Complement fixation test is performed in two stages. In stage 1, test serum (for the detection of antibody) and the antigen are mixed carefully in a test tube. If the test serum contains antibody then antigen-antibody complexes (immune complexes) are formed. Now a measured amount of complement is added to the mixture and the latter is incubated at 37°C for one hour. The complement is fixed and used by the immune complexes.

In stage 2, sensitized indicator cells, usually sheep red blood cells previously coated with complement-fixing antibodies, are added to the mixture; the indicator cells help determining whether the complement has been fixed and consumed in stage 1 reaction or not.
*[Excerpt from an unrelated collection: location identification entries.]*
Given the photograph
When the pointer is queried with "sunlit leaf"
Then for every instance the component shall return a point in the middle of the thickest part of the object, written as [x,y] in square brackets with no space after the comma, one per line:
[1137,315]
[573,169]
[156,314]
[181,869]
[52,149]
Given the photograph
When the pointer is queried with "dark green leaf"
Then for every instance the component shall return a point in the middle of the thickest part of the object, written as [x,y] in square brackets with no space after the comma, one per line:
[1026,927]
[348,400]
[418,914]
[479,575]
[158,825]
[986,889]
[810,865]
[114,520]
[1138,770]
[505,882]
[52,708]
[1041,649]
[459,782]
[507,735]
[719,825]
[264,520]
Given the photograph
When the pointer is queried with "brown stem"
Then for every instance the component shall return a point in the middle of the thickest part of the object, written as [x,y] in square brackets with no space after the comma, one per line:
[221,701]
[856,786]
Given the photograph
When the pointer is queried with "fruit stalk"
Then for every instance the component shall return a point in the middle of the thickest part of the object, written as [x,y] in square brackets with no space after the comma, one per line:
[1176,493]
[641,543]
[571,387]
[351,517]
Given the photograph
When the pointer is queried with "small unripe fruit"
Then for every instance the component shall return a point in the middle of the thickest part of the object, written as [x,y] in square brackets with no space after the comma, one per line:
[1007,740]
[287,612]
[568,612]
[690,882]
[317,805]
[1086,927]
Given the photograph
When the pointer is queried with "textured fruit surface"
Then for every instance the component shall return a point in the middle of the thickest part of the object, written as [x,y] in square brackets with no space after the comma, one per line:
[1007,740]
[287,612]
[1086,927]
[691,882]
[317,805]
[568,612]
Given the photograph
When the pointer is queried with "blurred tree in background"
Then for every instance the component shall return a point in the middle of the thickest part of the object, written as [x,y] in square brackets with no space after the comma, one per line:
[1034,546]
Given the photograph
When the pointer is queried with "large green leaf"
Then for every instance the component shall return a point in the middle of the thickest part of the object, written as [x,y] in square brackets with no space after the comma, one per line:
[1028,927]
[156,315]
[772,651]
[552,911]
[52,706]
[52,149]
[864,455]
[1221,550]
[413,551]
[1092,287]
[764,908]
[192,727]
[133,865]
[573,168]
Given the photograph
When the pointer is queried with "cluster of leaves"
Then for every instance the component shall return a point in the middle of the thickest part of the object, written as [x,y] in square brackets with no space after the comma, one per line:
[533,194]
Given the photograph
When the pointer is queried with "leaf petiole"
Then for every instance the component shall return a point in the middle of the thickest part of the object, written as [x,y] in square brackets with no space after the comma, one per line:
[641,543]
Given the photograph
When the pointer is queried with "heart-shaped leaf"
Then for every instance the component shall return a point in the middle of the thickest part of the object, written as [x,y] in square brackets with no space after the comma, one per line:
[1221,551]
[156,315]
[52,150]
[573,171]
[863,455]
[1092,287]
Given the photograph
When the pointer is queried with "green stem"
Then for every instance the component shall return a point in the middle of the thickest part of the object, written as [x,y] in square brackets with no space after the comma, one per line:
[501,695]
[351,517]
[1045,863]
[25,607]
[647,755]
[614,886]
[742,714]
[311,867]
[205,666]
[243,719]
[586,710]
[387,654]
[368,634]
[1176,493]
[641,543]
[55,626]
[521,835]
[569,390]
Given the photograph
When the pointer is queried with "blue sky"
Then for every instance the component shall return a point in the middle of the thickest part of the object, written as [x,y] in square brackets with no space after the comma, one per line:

One of the two, positive and negative, tests are found at this stage. If the complement has been fixed and consumed during stage I reaction, insufficient amount of complement will be available to lyse the indicator cells and; therefore, a positive test is obtained.

On the other hand, if the complement has not been fixed and consumed due to absence of antibodies during stage 1 reaction, the unused complement results in lysis of the indicator cells and, therefore, a negative test is obtained. Absence of lysis of indicator cells (positive test) shows that specific antibodies are present in the test serum, whereas presence of lysis (negative test) shows that specific antibodies are absent in the test serum.

Complement fixation test was once used in the diagnosis of syphilis and is currently employed in the diagnosis of certain viral, rickettsial, chlamydial, protozoan, and fungal diseases.